The Miniaturist plot – 4/5

Alongside the mystery and intrigue that the above causes, in The Miniaturist, Petronella finds the lives of those around her changing rapidly. She marries a family of wealth where her now husband Johannes is one of the most powerful men in Amsterdam. However, things don’t go as easily as Nella would hope and there are far more secrets to this family she now finds herself a part of than she could ever have imagined.

Upon initially finishing The Miniaturist, I found myself a tad underwhelmed. I believe there was so much hype around it that it may never have reached my lofty expectations. However, after some consideration, it was actually a really great plot. There are some shocking moments alongside the mystery of who the miniaturist is and how they know so much about Petronella making for a book that, if you don’t go into it expecting too much, will keep you well entertained throughout.

Without ruining too much of the plot, I did find the ending a little dissatisfying but has set up for a great sequel in The House of Fortune which I will be picking up as soon as it comes out in paperback.

The Miniaturist characters – 4/5

In The Miniaturist, Petronella herself struggles a little with “main character syndrome” where, because she’s the one from whose eyes we see the story, she lacks any real glowing personality. She’s not overly funny, she’s not particularly mean – she doesn’t stand out too much. However, she does grow from a timid young girl into a much more confident and decided character as the book progresses – she goes from quiet to a leader. It’s great to see.

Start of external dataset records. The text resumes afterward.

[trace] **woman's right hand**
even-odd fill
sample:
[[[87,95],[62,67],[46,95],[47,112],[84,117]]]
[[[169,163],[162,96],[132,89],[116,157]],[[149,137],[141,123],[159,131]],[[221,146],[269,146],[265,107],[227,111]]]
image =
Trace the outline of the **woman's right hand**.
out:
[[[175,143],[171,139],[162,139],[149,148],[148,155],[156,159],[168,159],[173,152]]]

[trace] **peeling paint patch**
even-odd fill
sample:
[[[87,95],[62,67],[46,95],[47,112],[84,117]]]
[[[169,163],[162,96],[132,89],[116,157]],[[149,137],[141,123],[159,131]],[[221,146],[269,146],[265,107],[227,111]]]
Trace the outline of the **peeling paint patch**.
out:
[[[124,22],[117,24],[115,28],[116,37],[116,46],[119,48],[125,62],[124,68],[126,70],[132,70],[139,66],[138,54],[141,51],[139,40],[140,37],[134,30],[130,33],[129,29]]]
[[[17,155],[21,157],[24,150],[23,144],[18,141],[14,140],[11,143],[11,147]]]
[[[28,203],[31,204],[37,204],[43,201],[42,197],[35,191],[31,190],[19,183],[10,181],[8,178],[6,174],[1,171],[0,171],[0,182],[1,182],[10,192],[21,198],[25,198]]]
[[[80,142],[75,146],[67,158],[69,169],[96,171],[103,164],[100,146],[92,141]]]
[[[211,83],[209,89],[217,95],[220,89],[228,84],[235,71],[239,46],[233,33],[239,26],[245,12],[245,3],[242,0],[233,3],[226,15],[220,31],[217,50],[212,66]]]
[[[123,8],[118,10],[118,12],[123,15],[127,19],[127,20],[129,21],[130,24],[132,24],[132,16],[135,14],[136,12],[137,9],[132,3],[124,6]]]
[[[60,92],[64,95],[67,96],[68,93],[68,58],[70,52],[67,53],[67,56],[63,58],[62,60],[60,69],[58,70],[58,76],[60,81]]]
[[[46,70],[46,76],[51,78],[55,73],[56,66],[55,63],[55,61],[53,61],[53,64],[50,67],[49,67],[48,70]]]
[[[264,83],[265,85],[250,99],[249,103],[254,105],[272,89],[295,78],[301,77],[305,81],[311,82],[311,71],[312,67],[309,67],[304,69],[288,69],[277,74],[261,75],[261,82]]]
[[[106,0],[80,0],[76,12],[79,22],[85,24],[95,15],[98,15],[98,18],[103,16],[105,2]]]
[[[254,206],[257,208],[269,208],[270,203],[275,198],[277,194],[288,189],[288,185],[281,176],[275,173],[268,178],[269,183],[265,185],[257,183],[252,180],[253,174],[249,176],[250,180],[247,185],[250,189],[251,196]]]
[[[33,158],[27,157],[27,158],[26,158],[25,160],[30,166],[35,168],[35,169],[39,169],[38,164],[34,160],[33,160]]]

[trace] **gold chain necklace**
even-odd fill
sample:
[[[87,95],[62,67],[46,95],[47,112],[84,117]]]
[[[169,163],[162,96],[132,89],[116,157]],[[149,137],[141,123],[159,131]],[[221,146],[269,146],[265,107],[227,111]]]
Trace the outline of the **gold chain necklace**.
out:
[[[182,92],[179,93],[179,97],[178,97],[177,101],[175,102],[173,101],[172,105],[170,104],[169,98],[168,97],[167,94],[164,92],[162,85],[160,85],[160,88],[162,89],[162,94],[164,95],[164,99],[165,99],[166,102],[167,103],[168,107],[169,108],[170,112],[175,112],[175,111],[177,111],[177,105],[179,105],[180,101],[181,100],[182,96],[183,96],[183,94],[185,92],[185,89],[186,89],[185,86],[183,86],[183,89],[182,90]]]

The other characters around her are more well-developed Johannes is a kind soul with many secrets. Marin is like the wicked sister-in-law who we hope throughout the whole book has a reason for her cruelty and shortness with everyone around her. Otto and Cornelia are the staff around the house, both bringing their own views and aspects to the plot. Cornelia is my favourite – she has quite a carefree attitude – she’s young and quickly grows an affection for Nella which makes her stick up for her often and show her great kindness.

The Miniaturist by Jessie Burton overall rating – 4/5

Setting a great scene and filled with mystery and intrigue, The Miniaturist is a good book by Jessi Burton. Is it worth all the hype people have given it? In my opinion, no. But is it, without the hype, a great book by itself? Yes. With well-written characters, a swooping plot and some interesting points I’m looking forward to continuing in the sequel, if historical fiction is your thing and you like a splash of something unique, The Miniaturist might be right up your street.